Cosgn maintains an internal privacy management program that includes:

  1. documented policies and procedures;
  2. employee training and awareness;
  3. role-based access controls and least-privilege principles;
  4. vendor due-diligence and ongoing monitoring;
  5. data-mapping and classification;
  6. incident-response protocols; and
  7. periodic audits and reviews of compliance.

The Privacy Officer oversees adherence to this program and reports directly to senior leadership.

10. Breach Notification

Where legally required, we will notify you and relevant authorities of a breach posing a real risk of significant harm. We maintain incident registers (including Law 25 requirements) and notify regulators where mandated.

Timeliness Standard

Where a breach creates a real risk of significant harm, Cosgn will notify affected individuals and regulators as soon as feasible after confirmation, consistent with PIPEDA, Law 25, and other applicable laws.

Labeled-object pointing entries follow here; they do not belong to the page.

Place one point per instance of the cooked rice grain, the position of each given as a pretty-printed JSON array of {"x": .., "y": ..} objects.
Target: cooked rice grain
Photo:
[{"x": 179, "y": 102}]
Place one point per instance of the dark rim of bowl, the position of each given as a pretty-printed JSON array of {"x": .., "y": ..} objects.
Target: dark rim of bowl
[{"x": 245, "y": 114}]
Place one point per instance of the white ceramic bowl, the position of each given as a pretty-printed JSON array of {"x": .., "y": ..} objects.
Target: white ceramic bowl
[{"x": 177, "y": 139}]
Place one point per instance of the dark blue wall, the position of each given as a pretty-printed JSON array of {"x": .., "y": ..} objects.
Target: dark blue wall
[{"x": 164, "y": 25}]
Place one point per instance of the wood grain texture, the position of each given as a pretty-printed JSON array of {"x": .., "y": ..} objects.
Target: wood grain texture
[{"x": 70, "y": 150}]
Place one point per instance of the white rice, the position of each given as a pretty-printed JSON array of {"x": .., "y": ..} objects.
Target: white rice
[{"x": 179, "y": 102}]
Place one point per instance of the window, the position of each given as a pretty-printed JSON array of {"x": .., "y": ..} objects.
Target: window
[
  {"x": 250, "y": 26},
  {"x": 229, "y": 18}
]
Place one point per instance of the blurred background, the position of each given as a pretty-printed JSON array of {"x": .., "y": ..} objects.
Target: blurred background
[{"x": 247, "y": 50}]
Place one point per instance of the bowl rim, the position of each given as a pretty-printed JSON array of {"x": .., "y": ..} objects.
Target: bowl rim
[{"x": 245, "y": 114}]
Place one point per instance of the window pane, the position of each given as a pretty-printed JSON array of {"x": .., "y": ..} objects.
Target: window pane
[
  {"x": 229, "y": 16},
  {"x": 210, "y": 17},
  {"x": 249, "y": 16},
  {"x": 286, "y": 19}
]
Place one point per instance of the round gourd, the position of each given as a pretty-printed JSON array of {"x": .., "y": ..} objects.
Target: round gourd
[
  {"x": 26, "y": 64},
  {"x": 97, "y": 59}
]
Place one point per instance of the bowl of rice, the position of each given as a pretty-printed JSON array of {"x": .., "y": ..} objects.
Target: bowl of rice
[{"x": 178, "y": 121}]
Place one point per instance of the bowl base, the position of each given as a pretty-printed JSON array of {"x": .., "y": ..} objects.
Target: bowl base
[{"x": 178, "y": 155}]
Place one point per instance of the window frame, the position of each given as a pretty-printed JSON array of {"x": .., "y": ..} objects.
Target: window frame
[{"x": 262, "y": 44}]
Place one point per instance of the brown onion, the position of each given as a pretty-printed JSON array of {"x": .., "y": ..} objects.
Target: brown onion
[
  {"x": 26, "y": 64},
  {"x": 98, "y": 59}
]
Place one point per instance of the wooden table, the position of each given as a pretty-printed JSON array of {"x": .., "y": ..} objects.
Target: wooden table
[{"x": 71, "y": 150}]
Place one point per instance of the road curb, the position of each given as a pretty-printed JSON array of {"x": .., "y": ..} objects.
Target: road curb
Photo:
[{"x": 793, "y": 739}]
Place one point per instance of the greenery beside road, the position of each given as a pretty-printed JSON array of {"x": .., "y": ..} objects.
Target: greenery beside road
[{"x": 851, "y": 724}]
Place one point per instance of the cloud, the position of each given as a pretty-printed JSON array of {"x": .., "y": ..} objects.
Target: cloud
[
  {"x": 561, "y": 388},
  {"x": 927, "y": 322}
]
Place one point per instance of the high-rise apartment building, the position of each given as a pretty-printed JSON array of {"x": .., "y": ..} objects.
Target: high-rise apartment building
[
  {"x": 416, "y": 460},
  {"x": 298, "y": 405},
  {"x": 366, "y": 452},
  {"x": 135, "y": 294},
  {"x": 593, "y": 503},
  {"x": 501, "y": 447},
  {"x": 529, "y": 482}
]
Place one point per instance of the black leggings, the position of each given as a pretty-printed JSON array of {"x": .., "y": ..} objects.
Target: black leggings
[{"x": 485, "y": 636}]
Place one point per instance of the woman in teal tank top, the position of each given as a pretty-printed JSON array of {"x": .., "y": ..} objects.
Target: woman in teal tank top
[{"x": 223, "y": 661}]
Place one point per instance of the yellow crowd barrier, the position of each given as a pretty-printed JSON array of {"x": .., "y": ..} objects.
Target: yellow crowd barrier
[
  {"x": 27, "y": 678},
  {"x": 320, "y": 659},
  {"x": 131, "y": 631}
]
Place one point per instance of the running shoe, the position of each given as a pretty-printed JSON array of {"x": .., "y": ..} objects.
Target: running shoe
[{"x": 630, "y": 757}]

11. Cookies and Similar Technologies

We use cookies, pixels, SDKs, local storage, and similar technologies for essential operations, preferences, analytics, and limited advertising measurement. Details are provided in the Cookies & Tracking Policy below.

Where required (for example in Québec or the EU/EEA/UK), we obtain consent for non-essential cookies via a banner or preferences centre and honour your selections.

Where supported and legally binding, we honour Global Privacy Control (GPC) or equivalent signals in applicable jurisdictions to the extent required by law.

12. Third-Party Links and Integrations

The Services may contain links to external sites and integrations with third-party platforms. Those third parties have their own terms and privacy policies. Your use of registrars, app stores, payment processors, analytics providers, or other third parties is governed by their policies, not ours. Cosgn is not responsible for the privacy practices or content of those third parties.

13. Changes to this Policy

We may update this Policy from time to time. Material changes will be notified at least 30 days in advance (for example, by email or in-app notice), unless earlier implementation is required for compliance, security, or fraud prevention.

Continued use of the Services after the effective date constitutes acceptance of the updated Policy.

14. Contact

Privacy Officer — Head of Privacy and Compliance

Cosgn Inc.

Unit 4800, 1 King Street West

Toronto, ON M5H 1A1, Canada

Email: [email protected]

Complaints may be directed to the Office of the Privacy Commissioner of Canada, your provincial commissioner (including the Québec CAI), or any other competent authority in your jurisdiction.